All the previous examples considered patterns of communication occurring in array parallel statements--array assignments or FORALL statements. These communication patterns are quite naturally treated as generalized collective operations. But there are situations in HPF--and in general SPMD programming--where this approach is not readily applicable.
One example is the INDEPENDENT DO loop of HPF, which takes the form:
!HPF$ INDEPENDENT
DO i = 1, 10
...
END DO
The INDEPENDENT directive asserts that there are no data dependences
between individual iterations of the following loop, and the iterations
may therefore be executed in parallel4.
Unlike the FORALL statement, which explicitly limits the code executed in
parallel to simple assignments, the body of an INDEPENDENT DO can involve
any Fortran construct, including conditionals, loops and procedure calls.

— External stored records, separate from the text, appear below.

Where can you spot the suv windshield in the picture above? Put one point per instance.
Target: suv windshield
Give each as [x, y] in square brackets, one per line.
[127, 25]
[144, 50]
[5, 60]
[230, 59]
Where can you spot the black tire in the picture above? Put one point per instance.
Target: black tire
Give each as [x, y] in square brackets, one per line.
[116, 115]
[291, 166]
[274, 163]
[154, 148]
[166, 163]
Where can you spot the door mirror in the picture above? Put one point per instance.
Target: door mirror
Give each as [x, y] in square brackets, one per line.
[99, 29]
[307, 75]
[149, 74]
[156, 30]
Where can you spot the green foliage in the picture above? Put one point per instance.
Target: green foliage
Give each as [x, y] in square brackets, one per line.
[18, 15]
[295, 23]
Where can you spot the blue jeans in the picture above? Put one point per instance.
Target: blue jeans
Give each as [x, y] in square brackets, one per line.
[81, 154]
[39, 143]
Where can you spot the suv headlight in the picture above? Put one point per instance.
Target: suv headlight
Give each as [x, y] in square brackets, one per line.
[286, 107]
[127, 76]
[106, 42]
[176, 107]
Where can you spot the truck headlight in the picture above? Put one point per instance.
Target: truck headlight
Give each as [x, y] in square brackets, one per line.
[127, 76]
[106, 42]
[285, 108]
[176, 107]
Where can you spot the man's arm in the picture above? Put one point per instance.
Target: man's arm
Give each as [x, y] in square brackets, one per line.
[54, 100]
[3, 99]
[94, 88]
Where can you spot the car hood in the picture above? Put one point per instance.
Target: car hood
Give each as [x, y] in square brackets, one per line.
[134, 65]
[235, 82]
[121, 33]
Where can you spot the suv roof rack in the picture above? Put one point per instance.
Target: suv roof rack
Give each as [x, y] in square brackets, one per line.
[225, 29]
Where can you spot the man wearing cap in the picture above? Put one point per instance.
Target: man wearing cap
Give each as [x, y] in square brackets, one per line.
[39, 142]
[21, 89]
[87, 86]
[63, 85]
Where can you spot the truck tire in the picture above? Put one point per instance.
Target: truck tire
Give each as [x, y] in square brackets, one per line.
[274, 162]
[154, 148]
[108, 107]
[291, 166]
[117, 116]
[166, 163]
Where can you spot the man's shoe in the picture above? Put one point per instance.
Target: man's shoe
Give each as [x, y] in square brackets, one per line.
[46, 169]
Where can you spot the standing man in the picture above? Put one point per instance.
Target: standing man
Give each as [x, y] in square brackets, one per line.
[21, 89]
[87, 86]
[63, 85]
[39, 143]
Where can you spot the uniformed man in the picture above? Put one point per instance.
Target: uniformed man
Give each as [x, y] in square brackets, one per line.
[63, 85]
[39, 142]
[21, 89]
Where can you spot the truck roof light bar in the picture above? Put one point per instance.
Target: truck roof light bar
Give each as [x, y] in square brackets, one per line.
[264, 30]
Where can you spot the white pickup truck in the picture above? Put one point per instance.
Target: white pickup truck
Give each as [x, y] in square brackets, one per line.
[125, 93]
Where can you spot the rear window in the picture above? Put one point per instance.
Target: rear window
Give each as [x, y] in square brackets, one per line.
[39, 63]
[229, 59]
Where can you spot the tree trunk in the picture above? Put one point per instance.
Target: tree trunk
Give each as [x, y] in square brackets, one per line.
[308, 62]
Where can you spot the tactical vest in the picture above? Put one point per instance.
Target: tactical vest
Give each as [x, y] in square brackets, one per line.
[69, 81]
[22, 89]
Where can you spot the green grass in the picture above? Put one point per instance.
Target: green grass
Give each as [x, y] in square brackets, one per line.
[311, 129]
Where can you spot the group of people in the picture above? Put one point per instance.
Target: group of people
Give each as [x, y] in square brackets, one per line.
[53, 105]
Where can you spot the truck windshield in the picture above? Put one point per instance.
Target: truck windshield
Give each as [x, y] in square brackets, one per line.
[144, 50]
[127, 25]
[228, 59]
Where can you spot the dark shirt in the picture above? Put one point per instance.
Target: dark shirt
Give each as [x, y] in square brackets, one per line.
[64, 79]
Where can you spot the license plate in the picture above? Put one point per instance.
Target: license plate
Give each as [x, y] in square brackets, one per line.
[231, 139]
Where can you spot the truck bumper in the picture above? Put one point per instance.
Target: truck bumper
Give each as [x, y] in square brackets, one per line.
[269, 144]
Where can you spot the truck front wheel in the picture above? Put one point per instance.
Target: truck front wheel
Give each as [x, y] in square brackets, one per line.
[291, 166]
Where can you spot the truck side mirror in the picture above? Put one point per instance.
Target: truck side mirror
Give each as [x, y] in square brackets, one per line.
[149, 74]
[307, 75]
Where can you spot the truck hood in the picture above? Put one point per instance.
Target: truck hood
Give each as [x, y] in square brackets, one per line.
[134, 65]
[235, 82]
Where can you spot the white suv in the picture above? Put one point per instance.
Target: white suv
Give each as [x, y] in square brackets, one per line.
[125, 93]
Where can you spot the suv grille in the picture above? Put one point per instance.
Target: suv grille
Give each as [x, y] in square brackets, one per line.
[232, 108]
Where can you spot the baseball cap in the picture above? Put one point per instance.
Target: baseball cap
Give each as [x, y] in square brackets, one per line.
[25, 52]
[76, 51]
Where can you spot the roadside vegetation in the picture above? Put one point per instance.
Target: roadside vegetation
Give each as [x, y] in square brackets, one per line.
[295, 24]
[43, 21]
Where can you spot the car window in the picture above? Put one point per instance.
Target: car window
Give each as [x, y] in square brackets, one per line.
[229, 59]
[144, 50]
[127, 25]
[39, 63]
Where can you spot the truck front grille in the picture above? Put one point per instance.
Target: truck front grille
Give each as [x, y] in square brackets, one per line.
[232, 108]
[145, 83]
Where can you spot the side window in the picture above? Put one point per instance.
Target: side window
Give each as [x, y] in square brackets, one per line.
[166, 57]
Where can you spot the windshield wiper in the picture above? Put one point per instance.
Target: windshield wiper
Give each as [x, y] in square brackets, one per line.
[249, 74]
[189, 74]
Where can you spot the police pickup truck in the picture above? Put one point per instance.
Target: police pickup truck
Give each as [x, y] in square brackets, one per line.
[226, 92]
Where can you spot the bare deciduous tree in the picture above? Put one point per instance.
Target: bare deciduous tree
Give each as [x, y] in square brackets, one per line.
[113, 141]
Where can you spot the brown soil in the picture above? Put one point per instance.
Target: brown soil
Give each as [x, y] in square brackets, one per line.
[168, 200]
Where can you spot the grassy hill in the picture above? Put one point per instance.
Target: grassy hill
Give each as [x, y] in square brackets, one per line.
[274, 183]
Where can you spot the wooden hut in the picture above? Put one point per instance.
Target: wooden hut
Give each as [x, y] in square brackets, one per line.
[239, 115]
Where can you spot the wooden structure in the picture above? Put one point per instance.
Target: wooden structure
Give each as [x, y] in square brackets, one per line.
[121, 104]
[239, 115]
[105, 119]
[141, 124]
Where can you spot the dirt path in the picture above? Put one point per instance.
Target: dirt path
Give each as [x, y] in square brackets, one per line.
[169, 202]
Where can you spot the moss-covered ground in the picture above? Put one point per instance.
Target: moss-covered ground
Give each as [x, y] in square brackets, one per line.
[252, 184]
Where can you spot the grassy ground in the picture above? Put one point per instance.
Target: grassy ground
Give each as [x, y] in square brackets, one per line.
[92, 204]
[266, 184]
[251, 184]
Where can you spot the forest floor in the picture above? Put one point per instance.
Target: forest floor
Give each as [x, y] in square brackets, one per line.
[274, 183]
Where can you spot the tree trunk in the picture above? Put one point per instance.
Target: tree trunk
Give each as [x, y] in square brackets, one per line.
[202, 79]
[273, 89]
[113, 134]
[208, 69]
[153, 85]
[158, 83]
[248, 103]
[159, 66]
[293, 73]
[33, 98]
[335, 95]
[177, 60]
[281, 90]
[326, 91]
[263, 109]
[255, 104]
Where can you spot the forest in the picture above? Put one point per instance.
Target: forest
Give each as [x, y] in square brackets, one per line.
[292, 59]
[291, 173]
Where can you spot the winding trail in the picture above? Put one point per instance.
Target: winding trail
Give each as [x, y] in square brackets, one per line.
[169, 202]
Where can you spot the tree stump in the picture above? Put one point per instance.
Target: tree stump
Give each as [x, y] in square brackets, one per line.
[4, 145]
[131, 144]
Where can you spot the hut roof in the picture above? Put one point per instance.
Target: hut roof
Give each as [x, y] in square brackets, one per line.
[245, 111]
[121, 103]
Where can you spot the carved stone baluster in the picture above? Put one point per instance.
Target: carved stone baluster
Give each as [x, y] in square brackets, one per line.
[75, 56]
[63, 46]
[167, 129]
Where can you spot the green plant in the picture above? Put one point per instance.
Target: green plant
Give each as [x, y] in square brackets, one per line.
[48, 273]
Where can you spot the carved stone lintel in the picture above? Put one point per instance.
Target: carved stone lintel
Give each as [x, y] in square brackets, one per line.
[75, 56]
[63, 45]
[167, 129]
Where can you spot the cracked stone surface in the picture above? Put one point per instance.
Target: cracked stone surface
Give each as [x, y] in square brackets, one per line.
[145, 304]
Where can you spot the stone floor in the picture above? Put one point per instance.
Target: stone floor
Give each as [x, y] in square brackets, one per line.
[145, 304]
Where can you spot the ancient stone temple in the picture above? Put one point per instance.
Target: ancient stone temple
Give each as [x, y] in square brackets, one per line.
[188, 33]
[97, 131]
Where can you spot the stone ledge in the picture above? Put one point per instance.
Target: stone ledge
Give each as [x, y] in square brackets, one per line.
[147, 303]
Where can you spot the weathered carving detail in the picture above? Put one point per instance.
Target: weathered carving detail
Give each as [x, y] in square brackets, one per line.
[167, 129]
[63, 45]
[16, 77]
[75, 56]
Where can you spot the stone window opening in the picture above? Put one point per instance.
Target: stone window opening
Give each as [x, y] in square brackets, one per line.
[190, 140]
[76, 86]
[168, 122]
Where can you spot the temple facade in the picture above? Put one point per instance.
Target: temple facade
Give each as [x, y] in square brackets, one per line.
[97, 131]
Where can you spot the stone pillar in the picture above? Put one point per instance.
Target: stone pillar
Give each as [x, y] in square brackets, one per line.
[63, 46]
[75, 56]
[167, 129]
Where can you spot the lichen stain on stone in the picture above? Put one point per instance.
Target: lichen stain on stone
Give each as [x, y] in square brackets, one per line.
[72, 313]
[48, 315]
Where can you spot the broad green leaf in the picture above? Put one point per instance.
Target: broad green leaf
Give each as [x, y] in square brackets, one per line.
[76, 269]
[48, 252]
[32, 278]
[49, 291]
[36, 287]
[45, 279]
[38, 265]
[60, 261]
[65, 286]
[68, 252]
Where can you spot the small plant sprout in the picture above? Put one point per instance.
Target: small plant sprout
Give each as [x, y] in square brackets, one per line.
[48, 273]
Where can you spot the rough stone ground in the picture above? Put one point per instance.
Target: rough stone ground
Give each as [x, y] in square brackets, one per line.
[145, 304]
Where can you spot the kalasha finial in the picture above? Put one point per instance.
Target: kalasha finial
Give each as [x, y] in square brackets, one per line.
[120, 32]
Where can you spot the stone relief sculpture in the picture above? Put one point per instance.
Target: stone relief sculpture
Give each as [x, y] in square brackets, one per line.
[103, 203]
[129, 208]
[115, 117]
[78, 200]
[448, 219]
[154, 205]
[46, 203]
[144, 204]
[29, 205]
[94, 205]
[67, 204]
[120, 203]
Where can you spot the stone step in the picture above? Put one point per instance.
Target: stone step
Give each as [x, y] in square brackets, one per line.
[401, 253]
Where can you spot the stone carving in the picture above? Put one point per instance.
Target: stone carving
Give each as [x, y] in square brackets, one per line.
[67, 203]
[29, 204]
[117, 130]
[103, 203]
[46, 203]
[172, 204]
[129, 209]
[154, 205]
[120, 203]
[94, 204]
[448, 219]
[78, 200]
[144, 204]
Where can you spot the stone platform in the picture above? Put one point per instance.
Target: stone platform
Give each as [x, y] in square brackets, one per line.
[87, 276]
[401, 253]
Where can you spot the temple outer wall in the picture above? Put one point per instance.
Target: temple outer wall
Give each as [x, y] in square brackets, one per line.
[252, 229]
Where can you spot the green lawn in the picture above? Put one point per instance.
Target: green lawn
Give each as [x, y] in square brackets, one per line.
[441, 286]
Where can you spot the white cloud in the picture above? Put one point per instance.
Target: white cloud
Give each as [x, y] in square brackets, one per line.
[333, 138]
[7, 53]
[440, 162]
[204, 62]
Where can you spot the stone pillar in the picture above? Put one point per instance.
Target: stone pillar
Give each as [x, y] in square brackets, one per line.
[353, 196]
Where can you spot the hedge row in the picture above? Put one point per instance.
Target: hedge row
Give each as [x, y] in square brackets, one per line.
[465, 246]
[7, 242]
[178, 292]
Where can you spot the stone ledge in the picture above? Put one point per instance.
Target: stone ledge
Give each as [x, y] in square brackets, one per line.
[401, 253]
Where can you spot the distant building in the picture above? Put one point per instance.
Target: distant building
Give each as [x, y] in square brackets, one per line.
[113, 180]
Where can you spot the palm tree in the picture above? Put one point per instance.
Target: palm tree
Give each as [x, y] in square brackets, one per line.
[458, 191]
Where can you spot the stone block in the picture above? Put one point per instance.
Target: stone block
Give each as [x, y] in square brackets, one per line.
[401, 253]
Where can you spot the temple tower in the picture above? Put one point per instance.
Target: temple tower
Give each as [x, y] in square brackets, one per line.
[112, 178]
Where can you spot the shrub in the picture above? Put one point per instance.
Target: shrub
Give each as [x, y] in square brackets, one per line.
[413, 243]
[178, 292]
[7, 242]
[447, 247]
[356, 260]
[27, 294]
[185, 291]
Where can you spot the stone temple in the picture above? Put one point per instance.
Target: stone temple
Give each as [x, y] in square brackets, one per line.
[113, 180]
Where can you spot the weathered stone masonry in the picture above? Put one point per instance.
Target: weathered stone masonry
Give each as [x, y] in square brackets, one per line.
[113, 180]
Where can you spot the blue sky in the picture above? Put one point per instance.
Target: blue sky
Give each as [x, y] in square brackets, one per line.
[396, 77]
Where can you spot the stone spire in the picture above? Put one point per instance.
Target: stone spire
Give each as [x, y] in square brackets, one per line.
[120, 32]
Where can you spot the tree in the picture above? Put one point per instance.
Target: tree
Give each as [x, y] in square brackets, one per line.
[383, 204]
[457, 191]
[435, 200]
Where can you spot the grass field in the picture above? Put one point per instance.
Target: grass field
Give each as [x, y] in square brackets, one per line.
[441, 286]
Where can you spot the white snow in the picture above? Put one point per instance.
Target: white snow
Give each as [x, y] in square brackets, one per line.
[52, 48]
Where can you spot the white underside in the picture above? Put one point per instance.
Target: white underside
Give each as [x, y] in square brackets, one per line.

So the patterns of access to remote data inside parallel ``iterations''
may vary in unpredictable ways from one iteration to the next.
It may become difficult to do any advance orchestration of data exchanges.
An HPF the compiler is free to ignore the INDEPENDENT directive
if it decides the loop is too complex to parallelize. But this may deprive
the programmer of one of the few options in HPF for expressing the
task-farming style of parallelism.
Actually there is at least one other way to express task parallelism in HPF. A user-defined procedure with the PURE attribute can be called from within a FORALL statement:
PURE REAL FUNCTION FOO(INTEGER I)
...
END
...
FORALL (I = 1 : N) RES (I) = FOO(I)
There are quite strict restrictions on PURE procedures, but nothing to
prevent a procedure from reading elements of global distributed
data--a distributed array in a COMMON block, for example.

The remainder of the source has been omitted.